The triad of fever, headache, and neck stiffness is often suggestive of infectious meningitis and can easily lead to a lumbar puncture [1,4,7]. As illustrated by the present case, some atypical symptoms of CDS, including this triad, may mimic meningitis and lead to misdiagnosis. Patients with symptoms suggestive of meningitis are not rare in clinical practice, and therefore CDS should be considered as a differential diagnosis of a possible etiology for fever, headache, and neck pain of unknown origin [1,4]. In the present case, the serum procalcitonin level was very useful to rule out an infectious disease in the inflammatory syndrome. Moreover, when occipito-temporal, mandible, and shoulder girdle pain is associated with inflammatory syndrome, CDS may also mimic polymyalgia rheumatica (PMR) and/or giant cell arteritis (GCA) and lead to an unnecessary temporal artery biopsy [1,8]. Several previous reports describe chondrocalcinosis among a wide spectrum of rheumatic diseases that can mimic PMR and/or GCA because of constitutional symptoms, but not especially in the form of CDS [1,8,9,10]. In GCA cases, in particular biopsy-negative GCA cases, Gonzales-Gay et al. [10 ]observed that PMR and headaches were the most frequent manifestations.
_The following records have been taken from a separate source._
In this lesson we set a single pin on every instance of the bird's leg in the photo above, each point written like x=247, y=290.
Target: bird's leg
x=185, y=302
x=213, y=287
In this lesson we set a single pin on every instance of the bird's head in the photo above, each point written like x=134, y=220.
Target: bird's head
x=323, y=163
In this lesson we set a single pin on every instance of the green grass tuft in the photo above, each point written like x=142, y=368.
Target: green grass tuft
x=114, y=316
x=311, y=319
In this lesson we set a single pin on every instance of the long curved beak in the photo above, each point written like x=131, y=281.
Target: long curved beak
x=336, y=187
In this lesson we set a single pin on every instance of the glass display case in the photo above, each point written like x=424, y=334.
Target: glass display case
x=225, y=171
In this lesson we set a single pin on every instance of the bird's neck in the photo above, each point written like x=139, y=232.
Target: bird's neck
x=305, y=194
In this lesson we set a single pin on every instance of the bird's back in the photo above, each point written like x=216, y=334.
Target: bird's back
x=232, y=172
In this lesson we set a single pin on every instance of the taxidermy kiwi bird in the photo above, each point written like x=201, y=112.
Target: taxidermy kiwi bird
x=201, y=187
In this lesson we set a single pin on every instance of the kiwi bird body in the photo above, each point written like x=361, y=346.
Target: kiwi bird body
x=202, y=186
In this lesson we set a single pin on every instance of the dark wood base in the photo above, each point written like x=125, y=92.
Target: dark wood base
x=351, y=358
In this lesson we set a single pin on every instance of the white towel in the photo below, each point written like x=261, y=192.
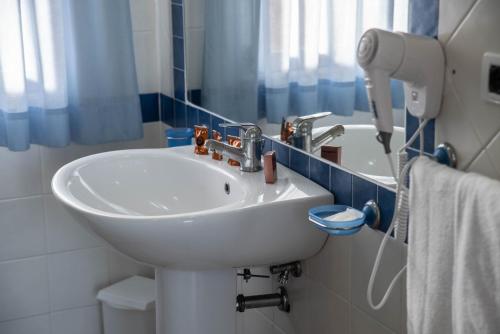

These findings raise an important question: are some biopsy-negative GCA cases really GCA or do they include PMR and underrecognized CDS? In clinical practice, some atypical cases of CDS can be difficult to distinguish from PMR and/or GCA. In previous reports [1,8,9,10], we did not find any clinical symptom allowing us to distinguish between CDS and PMR and/or GCA. Therefore, the most effective and practical approach we can propose is to perform a CT scan of the cervical spine.

CT scanning focusing on C1 and C2 is the gold standard of CDS diagnosis [1,2,3,4,5,6,7,11]. The findings of CT scans make it possible to identify the anatomical substratum of CDS [1,2,3,4,5,6,7,11]. The typical, tiny, half-ringed, crown-like form of calcification behind the dens is described as the most important and definitive feature of CDS [1,2,3,4,5,6,7,11]. The CPPD and/or hydroxyapatite microcrystalline depositions in periarticular structures, such as the cruciform ligament, around the top and sides of the odontoid process are considered responsible for the various clinical manifestations of CDS [1,2,3,4]. In the present case, a cervical CT scan, especially the 3D-CT, was much more useful in assessing calcifications of the dens area than the MRI scan. Additionally, the findings of the CT scan could lead to the definite diagnosis of CDS, even in cases in which it is difficult to identify CPPD microcrystalline deposits directly. Another useful aspect of CT scans is their ability to rule out differential diagnoses of CDS, such as unrecognized odontoid fractures or cervical cord compression, but it is important to keep in mind that CT scans may fail to detect true CDS [1].

Some atypical symptoms of CDS are misleading and may be misdiagnosed as meningitis, as happened in the present case. CDS should be considered as a differential diagnosis of a possible etiology for fever, headache, and cervical pain of unknown origin. CT scanning, especially 3D-CT scanning, is useful and necessary for a definitive diagnosis of CDS. Conventionally, NSAIDs have been regarded as the first-line drugs for CDS. However, in cases that do not improve upon NSAIDs administration alone, treatment with a moderate dosage of corticosteroids is recommended. At present, CDS is a rare neurological condition, and there are only a few case reports about the disease. Therefore, further research and an accumulation of cases are necessary to obtain a good understanding of the pathological conditions of CDS.

We are grateful to the patient for the permission to publish this case report.

The authors declare that they have no competing interests. There are no financial conflicts of interest in this study.